Homomorphic Signatures for Payment Channels

Carollan Helinski Carollan Helinski

This post was co-authored by Pedro Henrique Bufulin de Almeida and Severiano Sisneros.

Introduction

You’re a coffee shop owner looking to minimize your costs of doing business. You notice that credit card transaction fees are inflating the price you charge to your customers. So you have an idea: rather than paying with credit card for each transaction, you let your customers pay with an IOU. At the end of the month you tally the customer’s IOUs and ask the customer to pay the total amount using a single credit card transaction. But, what happens if you have a customer who runs up a large tally and then never comes back? It would be great if you could prove that all the IOUs came from the untrustworthy customer and also prove that the value of sum of all the IOUs, allowing you to charge the customer’s credit card without their involvement.

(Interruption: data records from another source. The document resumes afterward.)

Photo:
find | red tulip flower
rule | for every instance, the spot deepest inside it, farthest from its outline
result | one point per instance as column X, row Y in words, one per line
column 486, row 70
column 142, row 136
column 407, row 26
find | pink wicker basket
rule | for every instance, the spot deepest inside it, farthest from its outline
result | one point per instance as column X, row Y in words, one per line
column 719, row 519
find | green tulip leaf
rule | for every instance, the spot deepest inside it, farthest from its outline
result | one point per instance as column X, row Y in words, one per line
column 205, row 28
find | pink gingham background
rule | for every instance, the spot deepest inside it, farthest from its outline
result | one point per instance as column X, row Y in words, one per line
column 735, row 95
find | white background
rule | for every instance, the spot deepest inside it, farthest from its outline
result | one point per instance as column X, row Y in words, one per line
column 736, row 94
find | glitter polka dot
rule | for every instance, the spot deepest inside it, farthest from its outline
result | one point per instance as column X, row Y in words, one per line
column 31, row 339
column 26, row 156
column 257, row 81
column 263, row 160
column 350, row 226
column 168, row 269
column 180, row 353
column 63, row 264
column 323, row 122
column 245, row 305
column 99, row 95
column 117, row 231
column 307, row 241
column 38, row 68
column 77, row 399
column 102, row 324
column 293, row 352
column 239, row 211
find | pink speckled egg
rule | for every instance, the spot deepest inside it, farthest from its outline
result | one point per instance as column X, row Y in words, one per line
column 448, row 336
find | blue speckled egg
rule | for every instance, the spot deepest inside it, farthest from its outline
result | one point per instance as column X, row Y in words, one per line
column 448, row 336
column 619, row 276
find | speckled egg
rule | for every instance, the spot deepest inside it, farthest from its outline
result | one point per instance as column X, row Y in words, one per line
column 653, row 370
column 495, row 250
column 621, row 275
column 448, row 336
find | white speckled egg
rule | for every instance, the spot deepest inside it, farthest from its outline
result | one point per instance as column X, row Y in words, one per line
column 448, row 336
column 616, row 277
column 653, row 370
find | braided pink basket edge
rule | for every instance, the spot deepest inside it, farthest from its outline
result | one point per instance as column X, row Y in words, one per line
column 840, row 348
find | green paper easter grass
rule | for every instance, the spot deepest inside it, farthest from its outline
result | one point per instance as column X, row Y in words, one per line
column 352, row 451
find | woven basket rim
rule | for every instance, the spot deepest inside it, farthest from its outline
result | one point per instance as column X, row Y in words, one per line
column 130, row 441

Cryptographers solved the first half of the problem in the early days of public-key cryptography by inventing digital signatures. In this post we’re going to talk about how cryptographers solved the full problem using something called a homomorphic signature scheme.

You may have heard the word “homomorphic” before, most likely in the context of homomorphic encryption. Essentially all this means is that if you have two values that are the output of some function and add them together, then the result is the same as first adding the two inputs together and then calculating the function on the sum; if X = H(x) and Y = H(y) then X + Y = H(x + y). For homomorphic signatures, this function is a digital signature.

Back to our coffee shop example. You now know about homomorphic signatures, so you ask all of your customers to digitally sign their IOUs with a homomorphic signature scheme. Now when the wily customer decides to not show up, you can simply add up all of their signed IOUs. The result is a single IOU with a valid signature for the total amount owed by the customer. You can send this IOU and the signature to the customer’s bank, they can verify that the signature belongs to them, that the signature is valid, and the bank can charge the customers account for the total amount you are owed, all without requiring any interaction from the customer. Great!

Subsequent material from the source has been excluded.